In 1942 Albright and his associates described the features of a
new clinical syndrome "pseudohypoparathyroidism" (PHP).
Patients with this disorder differ from those with idiopathic
hypoparathyroidism: they show characteristic constitutional
features (Albright's hereditary osteodystrophy- AHO) and do not
respond to exogenous parathyroid hormone (PTH). Subsequent to
the original report, patients lacking the typical somatic features
of AHO but resistant to endogenous and administered PTH have
been described. In PHP, UcAMP (urinary cyclic AMP) does not
increase normally in response to PTH administration. This
indicated that there is a defective hormone receptor-adenylate
cyclase complex in this disorder.
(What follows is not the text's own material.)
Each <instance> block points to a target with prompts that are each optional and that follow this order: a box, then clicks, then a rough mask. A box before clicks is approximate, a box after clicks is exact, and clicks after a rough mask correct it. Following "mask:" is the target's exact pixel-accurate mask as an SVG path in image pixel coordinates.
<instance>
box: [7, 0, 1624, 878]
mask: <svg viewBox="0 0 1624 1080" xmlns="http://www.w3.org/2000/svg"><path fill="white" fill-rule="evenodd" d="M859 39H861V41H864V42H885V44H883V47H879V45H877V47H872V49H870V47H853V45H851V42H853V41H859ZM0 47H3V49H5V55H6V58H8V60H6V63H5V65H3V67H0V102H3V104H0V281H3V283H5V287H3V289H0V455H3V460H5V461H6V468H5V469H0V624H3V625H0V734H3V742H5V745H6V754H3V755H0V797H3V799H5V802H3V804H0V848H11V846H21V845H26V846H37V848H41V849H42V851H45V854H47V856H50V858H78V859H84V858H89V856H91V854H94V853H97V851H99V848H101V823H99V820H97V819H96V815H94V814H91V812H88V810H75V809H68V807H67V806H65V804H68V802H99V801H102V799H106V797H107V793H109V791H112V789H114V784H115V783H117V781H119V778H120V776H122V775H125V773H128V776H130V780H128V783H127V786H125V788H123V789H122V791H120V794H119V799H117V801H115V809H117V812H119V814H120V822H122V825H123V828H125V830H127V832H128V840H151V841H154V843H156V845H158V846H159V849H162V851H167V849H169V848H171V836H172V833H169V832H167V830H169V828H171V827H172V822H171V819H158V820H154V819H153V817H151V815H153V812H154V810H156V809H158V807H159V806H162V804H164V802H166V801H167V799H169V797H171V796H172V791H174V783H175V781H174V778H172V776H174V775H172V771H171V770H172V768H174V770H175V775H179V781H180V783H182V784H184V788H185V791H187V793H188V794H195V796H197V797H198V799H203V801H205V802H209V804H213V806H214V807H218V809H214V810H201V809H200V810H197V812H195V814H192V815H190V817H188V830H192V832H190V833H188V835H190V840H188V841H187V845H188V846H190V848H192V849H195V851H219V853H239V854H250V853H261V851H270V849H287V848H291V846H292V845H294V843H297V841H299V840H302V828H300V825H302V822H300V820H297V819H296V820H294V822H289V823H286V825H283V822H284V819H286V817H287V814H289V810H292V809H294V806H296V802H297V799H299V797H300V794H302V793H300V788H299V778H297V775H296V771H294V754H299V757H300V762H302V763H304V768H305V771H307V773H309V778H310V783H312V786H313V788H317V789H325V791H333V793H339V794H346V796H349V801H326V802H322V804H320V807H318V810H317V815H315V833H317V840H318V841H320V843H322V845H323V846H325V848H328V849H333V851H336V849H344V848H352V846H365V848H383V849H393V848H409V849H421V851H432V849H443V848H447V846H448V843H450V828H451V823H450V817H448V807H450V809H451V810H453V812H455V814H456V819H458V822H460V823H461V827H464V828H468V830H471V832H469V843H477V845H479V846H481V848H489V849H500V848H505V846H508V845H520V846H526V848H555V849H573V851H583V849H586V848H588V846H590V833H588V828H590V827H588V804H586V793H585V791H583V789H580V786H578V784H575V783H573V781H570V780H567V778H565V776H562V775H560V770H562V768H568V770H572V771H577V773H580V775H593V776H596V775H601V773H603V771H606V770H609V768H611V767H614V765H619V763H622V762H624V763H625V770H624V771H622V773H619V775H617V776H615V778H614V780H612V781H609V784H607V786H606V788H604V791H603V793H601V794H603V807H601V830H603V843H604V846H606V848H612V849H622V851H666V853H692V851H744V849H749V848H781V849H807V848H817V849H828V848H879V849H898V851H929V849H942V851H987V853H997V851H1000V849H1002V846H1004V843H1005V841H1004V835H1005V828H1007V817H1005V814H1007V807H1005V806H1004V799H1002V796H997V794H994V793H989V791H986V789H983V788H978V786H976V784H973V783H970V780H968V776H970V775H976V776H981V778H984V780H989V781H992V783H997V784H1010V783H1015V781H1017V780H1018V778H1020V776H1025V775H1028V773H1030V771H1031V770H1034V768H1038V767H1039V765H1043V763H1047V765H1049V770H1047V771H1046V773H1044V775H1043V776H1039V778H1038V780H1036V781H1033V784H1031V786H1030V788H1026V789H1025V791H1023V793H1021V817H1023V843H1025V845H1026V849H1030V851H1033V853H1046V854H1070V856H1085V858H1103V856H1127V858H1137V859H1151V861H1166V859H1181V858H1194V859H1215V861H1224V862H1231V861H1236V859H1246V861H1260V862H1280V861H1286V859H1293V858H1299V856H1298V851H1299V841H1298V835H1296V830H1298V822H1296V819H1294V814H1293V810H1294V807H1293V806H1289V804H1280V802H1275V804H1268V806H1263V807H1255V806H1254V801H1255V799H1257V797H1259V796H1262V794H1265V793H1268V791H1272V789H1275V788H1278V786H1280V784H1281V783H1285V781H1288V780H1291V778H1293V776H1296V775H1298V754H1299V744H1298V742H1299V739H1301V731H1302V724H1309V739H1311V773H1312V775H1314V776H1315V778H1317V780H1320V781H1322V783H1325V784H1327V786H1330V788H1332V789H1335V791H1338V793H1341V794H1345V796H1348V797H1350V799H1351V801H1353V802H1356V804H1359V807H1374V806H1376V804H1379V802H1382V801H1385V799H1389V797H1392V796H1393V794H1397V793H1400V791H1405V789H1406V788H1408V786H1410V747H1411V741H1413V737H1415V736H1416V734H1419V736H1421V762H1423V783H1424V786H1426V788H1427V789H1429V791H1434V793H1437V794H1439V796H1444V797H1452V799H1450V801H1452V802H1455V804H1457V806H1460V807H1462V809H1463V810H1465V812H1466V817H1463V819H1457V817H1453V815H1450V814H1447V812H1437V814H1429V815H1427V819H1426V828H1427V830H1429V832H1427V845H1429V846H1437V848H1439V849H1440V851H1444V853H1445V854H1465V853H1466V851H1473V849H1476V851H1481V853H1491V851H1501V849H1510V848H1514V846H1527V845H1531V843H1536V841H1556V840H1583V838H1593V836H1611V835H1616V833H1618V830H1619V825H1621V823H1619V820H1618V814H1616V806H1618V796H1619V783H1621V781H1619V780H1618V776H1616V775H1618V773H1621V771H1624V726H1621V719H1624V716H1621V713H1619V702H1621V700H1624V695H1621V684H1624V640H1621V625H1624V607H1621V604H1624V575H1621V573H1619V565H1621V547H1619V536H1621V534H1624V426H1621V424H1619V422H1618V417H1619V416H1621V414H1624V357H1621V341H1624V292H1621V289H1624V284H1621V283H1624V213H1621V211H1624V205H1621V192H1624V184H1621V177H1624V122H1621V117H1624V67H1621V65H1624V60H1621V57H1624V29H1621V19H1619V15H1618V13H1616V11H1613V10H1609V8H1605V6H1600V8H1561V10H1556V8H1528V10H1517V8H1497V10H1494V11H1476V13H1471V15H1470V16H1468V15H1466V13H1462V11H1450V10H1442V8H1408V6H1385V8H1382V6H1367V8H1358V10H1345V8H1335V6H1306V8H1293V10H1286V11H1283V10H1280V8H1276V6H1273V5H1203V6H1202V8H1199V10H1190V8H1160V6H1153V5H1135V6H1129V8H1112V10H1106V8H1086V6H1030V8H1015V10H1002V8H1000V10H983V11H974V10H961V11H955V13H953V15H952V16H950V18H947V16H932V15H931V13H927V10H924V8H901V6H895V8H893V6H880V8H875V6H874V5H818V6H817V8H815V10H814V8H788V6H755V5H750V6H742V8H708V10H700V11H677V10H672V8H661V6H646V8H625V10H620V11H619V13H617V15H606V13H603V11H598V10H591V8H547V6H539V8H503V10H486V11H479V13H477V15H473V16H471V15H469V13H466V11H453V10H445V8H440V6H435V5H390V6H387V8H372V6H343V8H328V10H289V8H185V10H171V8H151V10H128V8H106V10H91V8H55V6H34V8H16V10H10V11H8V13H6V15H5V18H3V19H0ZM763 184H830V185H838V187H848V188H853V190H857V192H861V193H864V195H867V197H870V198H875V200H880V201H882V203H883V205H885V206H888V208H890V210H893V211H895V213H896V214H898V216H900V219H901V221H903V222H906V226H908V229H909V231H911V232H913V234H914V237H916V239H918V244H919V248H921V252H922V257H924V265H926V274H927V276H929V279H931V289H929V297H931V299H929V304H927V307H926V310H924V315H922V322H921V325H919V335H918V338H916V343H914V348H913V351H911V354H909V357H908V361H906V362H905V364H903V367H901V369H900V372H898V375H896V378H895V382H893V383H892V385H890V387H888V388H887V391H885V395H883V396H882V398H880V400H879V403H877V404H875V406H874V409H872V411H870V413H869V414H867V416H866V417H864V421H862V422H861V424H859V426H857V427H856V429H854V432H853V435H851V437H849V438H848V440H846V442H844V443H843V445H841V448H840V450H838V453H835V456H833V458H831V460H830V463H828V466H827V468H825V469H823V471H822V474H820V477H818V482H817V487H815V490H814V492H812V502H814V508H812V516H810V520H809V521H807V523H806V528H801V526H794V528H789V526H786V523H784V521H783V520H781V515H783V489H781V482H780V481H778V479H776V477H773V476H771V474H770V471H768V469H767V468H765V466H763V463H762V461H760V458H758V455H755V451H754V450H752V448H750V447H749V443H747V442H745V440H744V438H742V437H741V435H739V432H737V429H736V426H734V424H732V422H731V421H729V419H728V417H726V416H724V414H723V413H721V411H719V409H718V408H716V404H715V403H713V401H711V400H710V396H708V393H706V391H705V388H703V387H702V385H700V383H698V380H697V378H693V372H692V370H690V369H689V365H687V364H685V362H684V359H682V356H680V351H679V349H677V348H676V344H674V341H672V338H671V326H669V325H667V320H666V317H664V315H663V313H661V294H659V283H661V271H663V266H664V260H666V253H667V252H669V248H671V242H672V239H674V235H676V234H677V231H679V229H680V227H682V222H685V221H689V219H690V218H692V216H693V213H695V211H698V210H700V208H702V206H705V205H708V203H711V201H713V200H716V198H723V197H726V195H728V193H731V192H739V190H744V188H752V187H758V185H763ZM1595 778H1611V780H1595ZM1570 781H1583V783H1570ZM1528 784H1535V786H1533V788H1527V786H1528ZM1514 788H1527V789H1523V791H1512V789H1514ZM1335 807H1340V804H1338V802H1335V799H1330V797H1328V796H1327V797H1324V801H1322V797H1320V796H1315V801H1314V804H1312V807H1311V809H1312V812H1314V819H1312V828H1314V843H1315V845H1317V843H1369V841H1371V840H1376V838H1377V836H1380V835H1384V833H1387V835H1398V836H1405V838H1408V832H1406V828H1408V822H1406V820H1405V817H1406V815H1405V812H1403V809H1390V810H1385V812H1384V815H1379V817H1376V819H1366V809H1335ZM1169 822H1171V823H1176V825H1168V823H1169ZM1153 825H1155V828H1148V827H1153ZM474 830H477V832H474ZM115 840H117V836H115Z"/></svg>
We have now shown that many
patients with PHP + AHO (PHP Ia) show an approximately 50%
reduction in activity of Gs (the stimulatory guanine nucleotide
binding protein associated with adenylate cyclase) in membranes
from multiple tissues. Gs deficiency presumably accounts for
resistance to multiple hormones in such patients. Patients with
PHP without AHO show normal Gs activity (PHP Ib) and
resistance only to PTH, and preliminary studies suggest a PTH
receptor defect in such patients. Rare patients with PHP and
AHO and multiple hormone resistance show normal Gs activity.

Using cloned human cDNA probes for the alpha subunit of Gs, we
now find that steady state mRNA levels from fibroblasts of
subjects with PHP Ia are reduced by approximately 50% compared
with normals. Genomic cloning and other molecular biologic
approaches are being used to define the genetic abnormality
responsible for Gs deficiency in PHP Ia.